Key Experimental Results¶

Main Results¶

AGSC achieves state-of-the-art factuality correlation on the BIO and LongFact benchmarks.
Inference time is reduced by approximately 60% compared to full atomic decomposition methods.

Ablation Study¶

Both the adaptive granularity and semantic clustering components contribute significantly to final performance.
GMM clustering outperforms K-means hard clustering, as soft assignment better accommodates the fuzzy boundaries of semantic topics.

Key Findings¶

NLI neutrality is a valuable signal that should not be discarded.
Topic-aware aggregation substantially outperforms simple pooling.
Adaptive granularity reduces computation by 60% while maintaining or improving accuracy.

Highlights & Insights¶

Repurposing the NLI neutral category from "noise" into a valuable trigger signal is an elegant insight.
GMM soft clustering naturally handles the fuzziness of semantic boundaries.
The 60% inference time reduction has significant implications for practical deployment.

Limitations & Future Work¶

Automatic selection of the GMM cluster count may be unstable in extreme cases.
The approach relies on the quality of the NLI model; erroneous NLI judgments can propagate and accumulate.
Future work may explore combining AGSC with other UQ methods.
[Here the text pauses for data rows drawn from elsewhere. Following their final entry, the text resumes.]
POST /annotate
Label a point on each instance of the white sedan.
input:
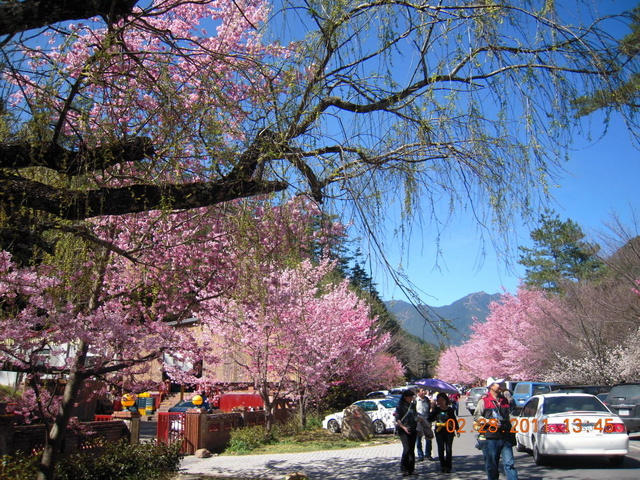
(570, 424)
(380, 410)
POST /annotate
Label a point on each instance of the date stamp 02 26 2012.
(524, 425)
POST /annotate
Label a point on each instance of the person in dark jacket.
(443, 418)
(493, 423)
(407, 425)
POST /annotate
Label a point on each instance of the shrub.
(244, 440)
(16, 467)
(122, 460)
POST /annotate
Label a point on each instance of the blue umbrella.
(437, 385)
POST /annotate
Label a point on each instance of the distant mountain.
(460, 315)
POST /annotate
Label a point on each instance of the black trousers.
(408, 459)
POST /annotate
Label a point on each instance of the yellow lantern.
(128, 400)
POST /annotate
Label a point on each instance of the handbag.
(396, 429)
(428, 429)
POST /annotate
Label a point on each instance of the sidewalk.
(371, 463)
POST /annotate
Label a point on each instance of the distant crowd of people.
(422, 416)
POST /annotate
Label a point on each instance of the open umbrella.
(437, 385)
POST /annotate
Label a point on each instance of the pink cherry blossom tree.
(109, 311)
(295, 333)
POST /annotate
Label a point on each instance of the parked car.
(379, 410)
(624, 400)
(590, 389)
(525, 390)
(399, 390)
(570, 424)
(377, 394)
(473, 395)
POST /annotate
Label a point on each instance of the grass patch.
(290, 438)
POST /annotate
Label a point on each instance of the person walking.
(407, 423)
(443, 416)
(423, 407)
(492, 421)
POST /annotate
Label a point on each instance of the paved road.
(382, 463)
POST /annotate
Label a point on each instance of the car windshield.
(630, 393)
(572, 404)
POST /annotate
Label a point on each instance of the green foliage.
(15, 467)
(122, 460)
(559, 254)
(8, 394)
(338, 397)
(247, 439)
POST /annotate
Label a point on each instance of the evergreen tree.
(559, 254)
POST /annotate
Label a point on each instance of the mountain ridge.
(458, 317)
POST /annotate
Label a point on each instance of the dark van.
(524, 390)
(624, 400)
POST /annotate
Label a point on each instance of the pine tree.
(560, 254)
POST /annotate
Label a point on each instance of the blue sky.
(601, 179)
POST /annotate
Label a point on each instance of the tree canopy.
(560, 254)
(177, 105)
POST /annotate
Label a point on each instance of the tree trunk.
(55, 436)
(303, 409)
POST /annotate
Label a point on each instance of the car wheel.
(378, 427)
(537, 457)
(333, 426)
(616, 460)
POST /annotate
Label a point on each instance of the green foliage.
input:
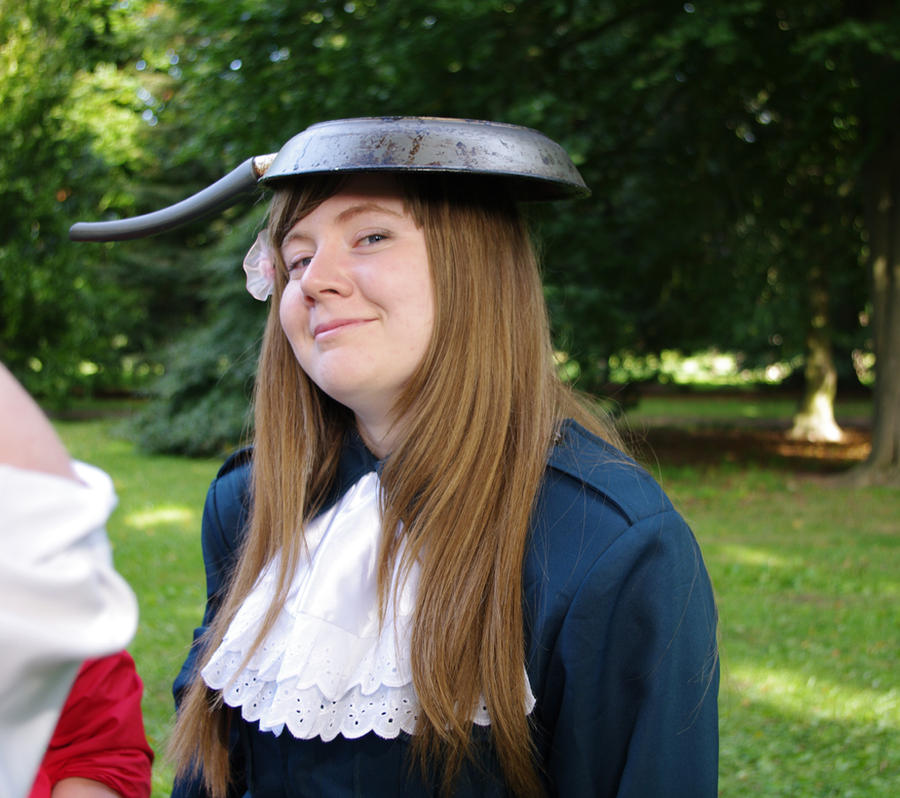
(202, 400)
(69, 124)
(723, 142)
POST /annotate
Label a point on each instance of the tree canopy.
(741, 156)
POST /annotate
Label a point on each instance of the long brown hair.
(479, 415)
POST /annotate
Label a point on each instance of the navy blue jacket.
(620, 630)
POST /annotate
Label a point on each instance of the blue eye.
(299, 263)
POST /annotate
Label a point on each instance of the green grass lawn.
(805, 571)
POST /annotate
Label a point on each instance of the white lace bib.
(327, 667)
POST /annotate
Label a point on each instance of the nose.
(327, 273)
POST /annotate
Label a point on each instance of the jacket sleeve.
(635, 672)
(224, 520)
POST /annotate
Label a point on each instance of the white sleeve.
(61, 602)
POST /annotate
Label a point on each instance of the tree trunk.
(815, 418)
(882, 205)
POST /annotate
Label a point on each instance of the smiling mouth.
(337, 324)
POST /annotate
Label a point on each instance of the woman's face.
(358, 307)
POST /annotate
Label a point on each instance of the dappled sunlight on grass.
(804, 693)
(147, 520)
(753, 555)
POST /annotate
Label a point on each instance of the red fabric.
(100, 733)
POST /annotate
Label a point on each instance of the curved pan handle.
(239, 181)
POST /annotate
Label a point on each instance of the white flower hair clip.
(259, 265)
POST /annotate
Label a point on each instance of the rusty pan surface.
(534, 166)
(432, 144)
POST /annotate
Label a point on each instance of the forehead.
(365, 191)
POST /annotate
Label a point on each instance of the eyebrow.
(344, 216)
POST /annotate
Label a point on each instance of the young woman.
(435, 572)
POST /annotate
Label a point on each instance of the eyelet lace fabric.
(327, 666)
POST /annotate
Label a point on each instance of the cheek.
(292, 311)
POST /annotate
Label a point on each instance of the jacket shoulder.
(609, 474)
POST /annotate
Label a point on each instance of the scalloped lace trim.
(327, 667)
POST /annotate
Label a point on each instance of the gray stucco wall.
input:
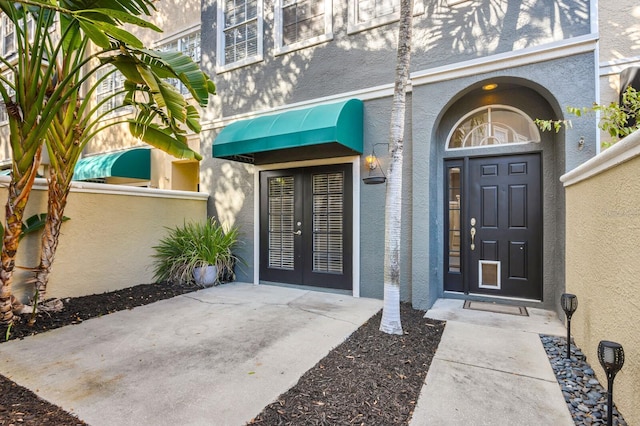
(442, 35)
(377, 121)
(355, 62)
(434, 112)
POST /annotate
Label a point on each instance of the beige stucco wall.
(603, 262)
(107, 244)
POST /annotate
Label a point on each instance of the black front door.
(493, 239)
(305, 226)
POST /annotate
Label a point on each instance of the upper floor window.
(364, 14)
(493, 125)
(4, 115)
(8, 36)
(109, 93)
(302, 23)
(239, 33)
(189, 45)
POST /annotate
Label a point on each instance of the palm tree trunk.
(19, 191)
(390, 322)
(58, 194)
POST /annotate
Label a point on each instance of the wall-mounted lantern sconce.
(611, 357)
(372, 162)
(569, 303)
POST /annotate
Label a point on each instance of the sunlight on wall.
(228, 196)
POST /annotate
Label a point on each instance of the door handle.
(473, 238)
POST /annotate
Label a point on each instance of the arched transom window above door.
(493, 125)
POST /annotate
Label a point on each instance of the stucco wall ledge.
(622, 151)
(104, 188)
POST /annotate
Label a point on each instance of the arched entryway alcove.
(499, 199)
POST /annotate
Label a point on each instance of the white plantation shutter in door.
(328, 202)
(281, 217)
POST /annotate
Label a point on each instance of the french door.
(305, 226)
(493, 226)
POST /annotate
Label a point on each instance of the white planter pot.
(206, 276)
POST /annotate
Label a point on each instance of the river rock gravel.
(585, 396)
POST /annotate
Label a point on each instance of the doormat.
(495, 308)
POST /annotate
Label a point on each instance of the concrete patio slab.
(493, 348)
(466, 395)
(217, 356)
(491, 369)
(539, 320)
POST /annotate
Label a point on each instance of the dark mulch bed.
(20, 406)
(371, 378)
(79, 309)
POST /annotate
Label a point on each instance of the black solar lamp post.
(569, 303)
(611, 357)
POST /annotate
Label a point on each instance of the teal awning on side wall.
(336, 124)
(133, 163)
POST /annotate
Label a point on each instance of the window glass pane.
(454, 219)
(241, 30)
(302, 20)
(493, 125)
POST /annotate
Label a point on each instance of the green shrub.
(618, 120)
(195, 245)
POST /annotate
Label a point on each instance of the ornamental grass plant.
(195, 245)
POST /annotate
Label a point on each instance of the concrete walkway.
(491, 369)
(215, 357)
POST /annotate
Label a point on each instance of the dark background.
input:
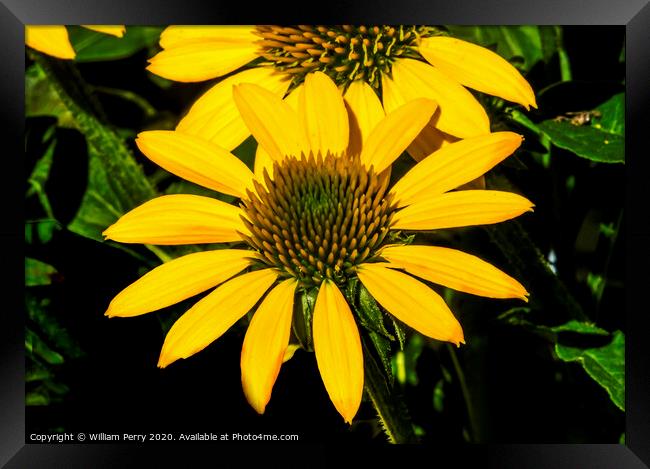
(520, 392)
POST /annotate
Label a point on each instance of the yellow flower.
(398, 64)
(321, 216)
(53, 40)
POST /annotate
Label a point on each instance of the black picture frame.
(634, 14)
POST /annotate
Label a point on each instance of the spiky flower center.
(346, 53)
(318, 217)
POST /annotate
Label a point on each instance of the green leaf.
(370, 316)
(383, 348)
(100, 205)
(36, 398)
(41, 99)
(439, 395)
(40, 231)
(580, 328)
(606, 365)
(38, 273)
(612, 118)
(93, 46)
(38, 312)
(586, 141)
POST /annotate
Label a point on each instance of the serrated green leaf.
(38, 272)
(605, 365)
(93, 46)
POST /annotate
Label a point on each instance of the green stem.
(391, 410)
(471, 416)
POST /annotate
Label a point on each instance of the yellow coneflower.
(396, 63)
(53, 39)
(321, 216)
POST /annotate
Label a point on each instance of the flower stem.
(391, 410)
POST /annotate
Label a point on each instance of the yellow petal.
(412, 302)
(265, 344)
(454, 269)
(272, 122)
(215, 117)
(208, 319)
(51, 40)
(429, 140)
(395, 133)
(460, 114)
(323, 116)
(365, 113)
(196, 160)
(179, 219)
(178, 280)
(338, 350)
(198, 61)
(262, 159)
(454, 165)
(478, 68)
(461, 208)
(117, 30)
(177, 35)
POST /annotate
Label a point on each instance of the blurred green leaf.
(38, 273)
(41, 99)
(38, 312)
(603, 140)
(40, 231)
(586, 141)
(93, 46)
(100, 206)
(36, 398)
(510, 42)
(607, 229)
(596, 284)
(439, 395)
(185, 187)
(35, 346)
(612, 118)
(580, 327)
(606, 365)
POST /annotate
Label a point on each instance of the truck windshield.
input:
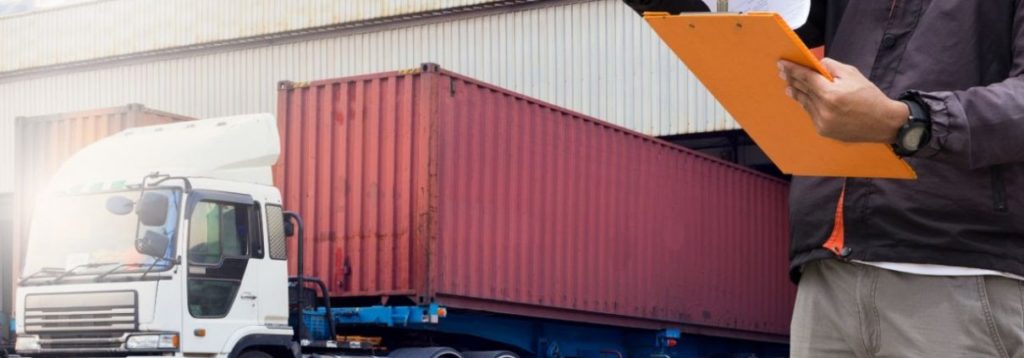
(76, 234)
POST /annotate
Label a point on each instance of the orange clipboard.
(735, 56)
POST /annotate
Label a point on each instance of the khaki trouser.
(854, 310)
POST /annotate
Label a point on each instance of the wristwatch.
(916, 132)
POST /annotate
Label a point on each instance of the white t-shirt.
(938, 270)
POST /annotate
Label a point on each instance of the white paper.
(793, 11)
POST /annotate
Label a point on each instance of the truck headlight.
(27, 343)
(142, 342)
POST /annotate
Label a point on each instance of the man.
(931, 267)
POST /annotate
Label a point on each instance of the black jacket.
(967, 209)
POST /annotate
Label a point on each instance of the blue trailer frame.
(540, 338)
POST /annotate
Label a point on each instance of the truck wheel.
(432, 352)
(492, 354)
(254, 354)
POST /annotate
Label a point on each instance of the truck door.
(222, 280)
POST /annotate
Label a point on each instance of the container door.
(222, 279)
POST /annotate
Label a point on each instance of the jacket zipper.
(998, 190)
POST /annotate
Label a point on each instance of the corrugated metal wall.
(596, 57)
(122, 27)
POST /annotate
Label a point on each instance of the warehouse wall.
(597, 57)
(115, 28)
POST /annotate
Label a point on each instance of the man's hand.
(850, 108)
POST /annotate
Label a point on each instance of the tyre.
(491, 354)
(431, 352)
(254, 354)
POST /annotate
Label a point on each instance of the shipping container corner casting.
(426, 186)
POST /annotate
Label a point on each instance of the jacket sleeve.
(981, 126)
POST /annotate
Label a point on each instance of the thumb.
(837, 69)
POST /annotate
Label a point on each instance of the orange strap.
(837, 240)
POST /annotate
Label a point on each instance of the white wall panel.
(596, 57)
(113, 28)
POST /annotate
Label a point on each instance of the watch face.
(911, 137)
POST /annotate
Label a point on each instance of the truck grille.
(85, 320)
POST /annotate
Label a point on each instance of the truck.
(214, 237)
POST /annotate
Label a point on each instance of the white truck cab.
(165, 240)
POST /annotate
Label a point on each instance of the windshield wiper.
(52, 271)
(72, 271)
(150, 268)
(116, 269)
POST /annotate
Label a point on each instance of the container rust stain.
(425, 184)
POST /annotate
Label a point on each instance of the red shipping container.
(425, 185)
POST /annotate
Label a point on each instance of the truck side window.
(256, 239)
(275, 231)
(218, 230)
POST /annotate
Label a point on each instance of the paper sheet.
(793, 11)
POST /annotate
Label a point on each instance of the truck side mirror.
(153, 209)
(153, 243)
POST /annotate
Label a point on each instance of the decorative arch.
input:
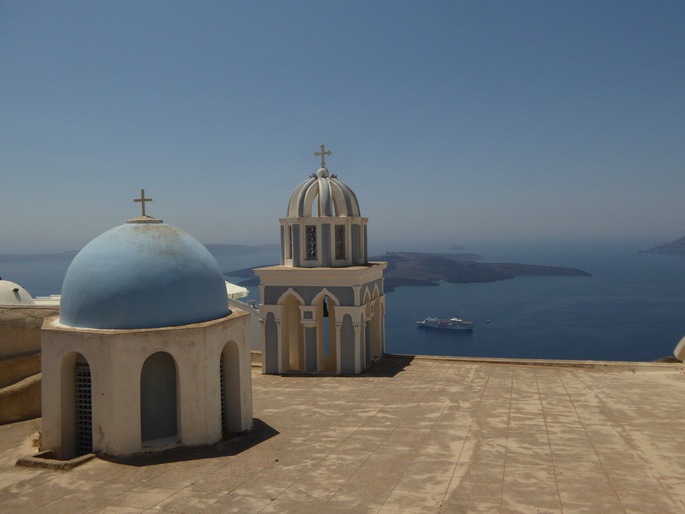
(325, 292)
(159, 399)
(290, 292)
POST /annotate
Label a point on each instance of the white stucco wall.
(116, 359)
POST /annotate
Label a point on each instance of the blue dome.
(143, 274)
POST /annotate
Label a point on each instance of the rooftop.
(414, 435)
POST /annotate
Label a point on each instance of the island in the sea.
(429, 269)
(673, 248)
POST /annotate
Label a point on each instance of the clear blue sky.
(454, 121)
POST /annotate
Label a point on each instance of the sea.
(631, 308)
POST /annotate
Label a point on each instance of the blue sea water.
(632, 307)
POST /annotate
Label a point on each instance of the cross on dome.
(323, 153)
(142, 200)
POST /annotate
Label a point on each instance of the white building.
(145, 352)
(323, 307)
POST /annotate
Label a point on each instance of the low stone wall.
(20, 329)
(15, 369)
(21, 401)
(20, 378)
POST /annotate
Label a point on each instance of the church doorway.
(293, 336)
(158, 400)
(327, 344)
(230, 389)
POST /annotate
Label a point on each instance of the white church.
(145, 353)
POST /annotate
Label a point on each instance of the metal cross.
(323, 153)
(142, 200)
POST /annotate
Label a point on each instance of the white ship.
(455, 323)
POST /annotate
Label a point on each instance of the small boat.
(455, 323)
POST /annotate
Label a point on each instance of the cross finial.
(142, 200)
(323, 153)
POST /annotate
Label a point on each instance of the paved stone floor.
(418, 435)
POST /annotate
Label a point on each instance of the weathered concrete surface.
(21, 400)
(20, 393)
(12, 370)
(421, 435)
(20, 329)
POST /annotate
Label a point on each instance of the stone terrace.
(417, 435)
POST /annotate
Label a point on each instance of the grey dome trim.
(334, 198)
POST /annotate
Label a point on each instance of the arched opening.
(84, 406)
(76, 406)
(376, 328)
(231, 408)
(159, 400)
(327, 343)
(292, 348)
(347, 346)
(270, 354)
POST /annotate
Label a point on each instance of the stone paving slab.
(414, 435)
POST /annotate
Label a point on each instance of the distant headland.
(429, 269)
(412, 268)
(673, 248)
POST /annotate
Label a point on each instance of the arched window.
(158, 398)
(83, 406)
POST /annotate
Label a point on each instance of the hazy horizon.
(461, 122)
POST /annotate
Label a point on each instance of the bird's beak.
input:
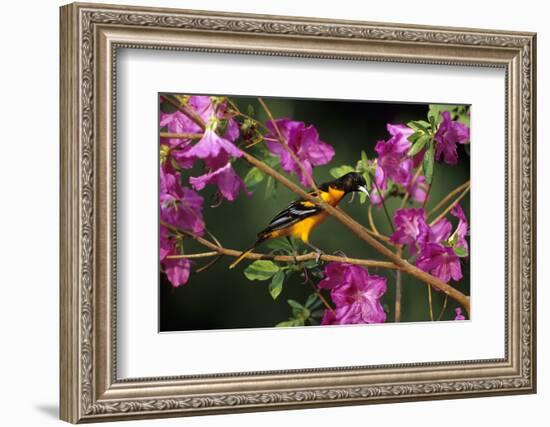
(363, 189)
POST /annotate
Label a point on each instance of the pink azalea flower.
(228, 182)
(393, 162)
(305, 144)
(180, 206)
(447, 136)
(439, 232)
(177, 271)
(440, 261)
(459, 315)
(410, 228)
(462, 227)
(211, 146)
(355, 293)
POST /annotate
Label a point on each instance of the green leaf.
(290, 323)
(434, 113)
(253, 177)
(364, 159)
(310, 263)
(261, 270)
(414, 137)
(269, 187)
(311, 300)
(339, 171)
(279, 245)
(428, 163)
(298, 310)
(368, 180)
(419, 125)
(418, 145)
(460, 251)
(276, 285)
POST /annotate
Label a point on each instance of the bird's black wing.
(296, 211)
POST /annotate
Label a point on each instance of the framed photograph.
(266, 212)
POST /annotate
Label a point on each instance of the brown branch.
(281, 258)
(363, 234)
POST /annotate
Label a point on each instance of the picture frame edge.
(79, 399)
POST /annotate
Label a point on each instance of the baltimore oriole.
(302, 216)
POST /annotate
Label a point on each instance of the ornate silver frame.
(90, 36)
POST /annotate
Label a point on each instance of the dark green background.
(219, 298)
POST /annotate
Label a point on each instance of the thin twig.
(398, 291)
(284, 143)
(407, 194)
(447, 210)
(181, 135)
(430, 304)
(448, 197)
(445, 301)
(384, 205)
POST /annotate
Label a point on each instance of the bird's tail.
(243, 255)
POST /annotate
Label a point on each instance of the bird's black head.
(351, 181)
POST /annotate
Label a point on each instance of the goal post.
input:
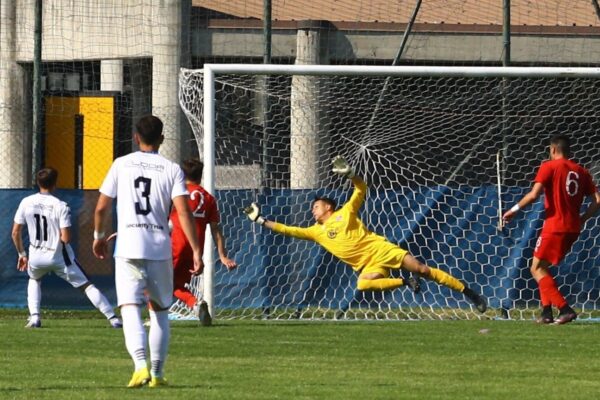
(428, 152)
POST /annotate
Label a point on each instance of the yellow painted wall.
(98, 138)
(60, 137)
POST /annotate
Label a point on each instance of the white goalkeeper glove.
(341, 166)
(253, 212)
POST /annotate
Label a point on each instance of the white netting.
(427, 148)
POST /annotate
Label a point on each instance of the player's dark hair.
(562, 143)
(192, 169)
(326, 200)
(46, 178)
(149, 129)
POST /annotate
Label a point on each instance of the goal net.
(427, 140)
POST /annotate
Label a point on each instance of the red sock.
(548, 287)
(545, 286)
(186, 296)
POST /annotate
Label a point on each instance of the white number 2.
(198, 212)
(572, 184)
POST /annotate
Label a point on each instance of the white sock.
(34, 297)
(135, 334)
(159, 341)
(99, 301)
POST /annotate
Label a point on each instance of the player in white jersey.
(144, 184)
(48, 221)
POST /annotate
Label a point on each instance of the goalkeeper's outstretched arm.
(253, 213)
(341, 166)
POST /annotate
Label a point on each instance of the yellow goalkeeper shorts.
(383, 261)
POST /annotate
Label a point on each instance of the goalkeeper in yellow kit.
(344, 235)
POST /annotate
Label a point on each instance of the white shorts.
(138, 281)
(71, 273)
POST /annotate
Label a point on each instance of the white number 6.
(572, 178)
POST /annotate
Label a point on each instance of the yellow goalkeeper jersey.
(346, 237)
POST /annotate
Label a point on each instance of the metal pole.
(407, 32)
(505, 81)
(596, 7)
(506, 33)
(267, 34)
(36, 142)
(267, 31)
(208, 181)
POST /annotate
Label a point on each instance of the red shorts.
(553, 247)
(183, 261)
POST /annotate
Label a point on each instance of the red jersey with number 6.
(204, 210)
(566, 184)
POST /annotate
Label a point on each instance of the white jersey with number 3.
(44, 216)
(144, 184)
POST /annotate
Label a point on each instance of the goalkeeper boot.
(566, 315)
(546, 316)
(476, 299)
(156, 382)
(201, 312)
(414, 283)
(139, 378)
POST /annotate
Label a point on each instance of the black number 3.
(145, 194)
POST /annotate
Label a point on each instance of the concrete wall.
(436, 47)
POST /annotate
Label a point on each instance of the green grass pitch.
(77, 356)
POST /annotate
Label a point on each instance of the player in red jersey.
(205, 212)
(565, 185)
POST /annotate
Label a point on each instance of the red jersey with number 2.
(566, 184)
(204, 210)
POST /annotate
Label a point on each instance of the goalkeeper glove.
(253, 212)
(340, 166)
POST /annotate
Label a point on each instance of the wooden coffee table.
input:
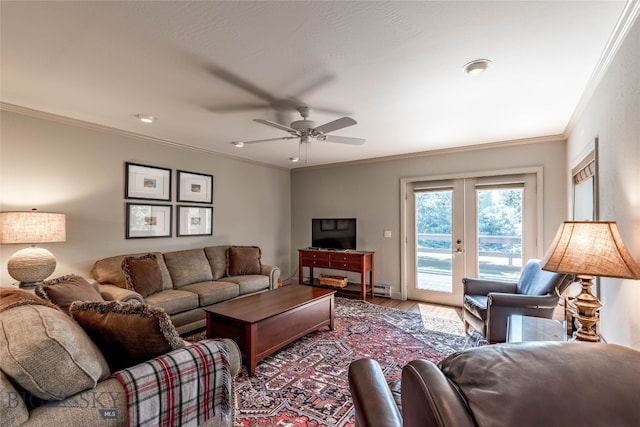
(263, 323)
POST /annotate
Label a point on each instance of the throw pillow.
(243, 260)
(67, 289)
(142, 274)
(126, 333)
(12, 411)
(46, 353)
(15, 297)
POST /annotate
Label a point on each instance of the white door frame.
(406, 187)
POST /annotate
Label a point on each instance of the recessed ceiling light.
(146, 118)
(476, 67)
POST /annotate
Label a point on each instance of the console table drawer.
(315, 259)
(345, 265)
(346, 258)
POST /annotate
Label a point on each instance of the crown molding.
(438, 152)
(625, 23)
(101, 128)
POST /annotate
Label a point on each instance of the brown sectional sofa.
(53, 374)
(192, 279)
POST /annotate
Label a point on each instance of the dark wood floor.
(433, 310)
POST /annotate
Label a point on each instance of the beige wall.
(53, 166)
(613, 116)
(371, 192)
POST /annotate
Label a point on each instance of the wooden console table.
(358, 261)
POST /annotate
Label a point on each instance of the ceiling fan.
(306, 129)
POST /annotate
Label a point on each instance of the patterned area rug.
(305, 384)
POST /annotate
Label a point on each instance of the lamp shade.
(591, 249)
(32, 227)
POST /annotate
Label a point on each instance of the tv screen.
(333, 233)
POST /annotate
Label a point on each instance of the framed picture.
(195, 221)
(147, 182)
(145, 221)
(195, 187)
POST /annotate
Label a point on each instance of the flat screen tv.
(333, 233)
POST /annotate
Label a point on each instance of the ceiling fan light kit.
(146, 118)
(476, 67)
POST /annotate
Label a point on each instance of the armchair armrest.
(430, 399)
(274, 274)
(484, 287)
(114, 293)
(371, 395)
(519, 300)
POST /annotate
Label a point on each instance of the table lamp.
(589, 249)
(31, 265)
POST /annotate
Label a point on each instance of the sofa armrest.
(274, 275)
(371, 396)
(519, 300)
(483, 287)
(430, 399)
(114, 293)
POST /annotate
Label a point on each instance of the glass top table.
(525, 328)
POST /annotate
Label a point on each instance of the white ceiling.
(395, 67)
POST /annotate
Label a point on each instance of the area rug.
(305, 383)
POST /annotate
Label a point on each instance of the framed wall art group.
(154, 219)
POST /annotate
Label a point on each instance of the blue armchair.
(487, 304)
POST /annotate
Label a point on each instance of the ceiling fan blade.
(269, 139)
(341, 139)
(241, 83)
(334, 125)
(314, 84)
(277, 126)
(238, 107)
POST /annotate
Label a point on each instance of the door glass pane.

The paper provides systematic solutions to three limitations of LUQ.
The GMM clustering idea can be generalized to other NLP tasks requiring handling of topical heterogeneity.

Rating¶

Novelty: ⭐⭐⭐⭐ The combination of neutrality-triggered decomposition and semantic clustering is novel and practical.
Experimental Thoroughness: ⭐⭐⭐⭐ Comprehensive comparisons across two benchmarks and multiple baselines.
Writing Quality: ⭐⭐⭐⭐ The framework is clearly described with well-motivated problem formulation.